Example 2. Checking the strength of vinegar. The ethanoic acid content of vinegar is measured by titrating a measured sample against standard sodium hydroxide. Converting the result from mol per dm cubed to g per dm cubed gives the mass of acid per litre, a practical food-analysis use of the same calculation.

Try this

Q1. Calculate the amount, in moles, of solute in $50.0\ \text{cm}^3$ of a $0.200\ \text{mol/dm}^3$ solution. [2 marks]

Cue. $V = 0.0500\ \text{dm}^3$ ; $n = cV = 0.200 \times 0.0500 = 0.0100\ \text{mol}$ .

Q2. A solution of sodium chloride has a concentration of $0.50\ \text{mol/dm}^3$ . Calculate its concentration in g per dm cubed. (Mr of NaCl = 58.5.) [2 marks]

Cue. $0.50 \times 58.5 = 29.3\ \text{g/dm}^3$ .

Q3. State the order of the three steps in a titration calculation. [1 mark]

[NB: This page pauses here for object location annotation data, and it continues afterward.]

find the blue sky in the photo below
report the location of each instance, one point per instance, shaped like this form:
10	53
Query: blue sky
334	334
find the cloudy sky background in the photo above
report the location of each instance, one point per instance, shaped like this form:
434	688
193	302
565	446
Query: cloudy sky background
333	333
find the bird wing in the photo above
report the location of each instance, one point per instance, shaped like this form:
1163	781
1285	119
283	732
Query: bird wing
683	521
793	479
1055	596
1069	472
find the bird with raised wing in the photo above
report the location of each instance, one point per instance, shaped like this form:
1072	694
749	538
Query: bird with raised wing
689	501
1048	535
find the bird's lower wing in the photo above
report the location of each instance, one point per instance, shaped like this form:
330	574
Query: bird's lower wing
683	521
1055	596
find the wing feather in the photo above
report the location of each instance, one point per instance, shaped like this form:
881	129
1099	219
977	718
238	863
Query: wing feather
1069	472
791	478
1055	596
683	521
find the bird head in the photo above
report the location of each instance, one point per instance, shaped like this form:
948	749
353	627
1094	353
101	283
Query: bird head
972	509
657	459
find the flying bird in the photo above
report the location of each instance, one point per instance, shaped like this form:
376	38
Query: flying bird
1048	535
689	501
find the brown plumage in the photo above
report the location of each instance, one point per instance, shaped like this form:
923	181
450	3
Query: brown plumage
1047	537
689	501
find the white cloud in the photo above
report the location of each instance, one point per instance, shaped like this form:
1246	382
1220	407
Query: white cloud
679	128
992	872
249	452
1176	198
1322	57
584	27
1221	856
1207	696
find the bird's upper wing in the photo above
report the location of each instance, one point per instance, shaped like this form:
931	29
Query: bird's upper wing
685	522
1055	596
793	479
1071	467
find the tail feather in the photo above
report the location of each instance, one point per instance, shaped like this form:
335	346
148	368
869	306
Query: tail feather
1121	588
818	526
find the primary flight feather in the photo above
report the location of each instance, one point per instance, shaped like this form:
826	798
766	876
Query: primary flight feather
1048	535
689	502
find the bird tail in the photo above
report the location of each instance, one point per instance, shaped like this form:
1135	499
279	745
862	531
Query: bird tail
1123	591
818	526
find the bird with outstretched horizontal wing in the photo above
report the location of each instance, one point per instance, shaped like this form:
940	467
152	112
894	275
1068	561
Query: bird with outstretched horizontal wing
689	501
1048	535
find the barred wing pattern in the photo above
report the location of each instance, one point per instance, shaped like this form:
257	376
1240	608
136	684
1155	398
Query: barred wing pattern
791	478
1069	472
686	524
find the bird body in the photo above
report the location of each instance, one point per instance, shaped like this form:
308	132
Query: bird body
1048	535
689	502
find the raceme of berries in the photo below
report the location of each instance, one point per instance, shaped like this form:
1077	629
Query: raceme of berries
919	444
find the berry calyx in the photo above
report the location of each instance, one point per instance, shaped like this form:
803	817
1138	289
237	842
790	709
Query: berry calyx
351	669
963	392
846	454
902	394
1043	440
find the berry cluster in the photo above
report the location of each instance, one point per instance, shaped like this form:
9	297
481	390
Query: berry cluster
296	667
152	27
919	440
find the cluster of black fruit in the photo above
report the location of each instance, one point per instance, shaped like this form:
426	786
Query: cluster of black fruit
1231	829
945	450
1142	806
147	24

Cue. Moles of the known solution ( $n = cV$ ), then the mole ratio from the balanced equation, then the unknown concentration ( $c = n/V$ ).

Exam-style practice questions

Practice questions written in the style of SEAB exam questions on this dot point, with worked answer explainers. The year tag is the paper they imitate, not the source.

Original5 marks

25.0\ \text{cm}^3

of sodium hydroxide solution is exactly neutralised by

20.0\ \text{cm}^3

0.100\ \text{mol/dm}^3

hydrochloric acid. The equation is

\text{NaOH} + \text{HCl} \rightarrow \text{NaCl} + \text{H}_2\text{O}

. Calculate the concentration of the sodium hydroxide solution in mol per dm cubed.

Show worked answer →

Step 1: moles of acid. $n(\text{HCl}) = c \times V = 0.100 \times \dfrac{20.0}{1000} = 2.00 \times 10^{-3}\ \text{mol}$ .

Step 2: mole ratio. From the equation $1$ mol HCl reacts with $1$ mol NaOH, so $n(\text{NaOH}) = 2.00 \times 10^{-3}\ \text{mol}$ .

Step 3: concentration of sodium hydroxide. $c = \dfrac{n}{V} = \dfrac{2.00 \times 10^{-3}}{25.0/1000} = 0.0800\ \text{mol/dm}^3$ .

Markers reward the moles of acid (volume in $\text{dm}^3$ ), the $1:1$ ratio, and the final concentration to three significant figures with units.

Original4 marksA solution of sodium hydroxide has a concentration of

0.0800\ \text{mol/dm}^3

. (a) Calculate its concentration in g per dm cubed. (b) Calculate the mass of sodium hydroxide in

250\ \text{cm}^3

of this solution. (Ar: Na = 23, O = 16, H = 1.)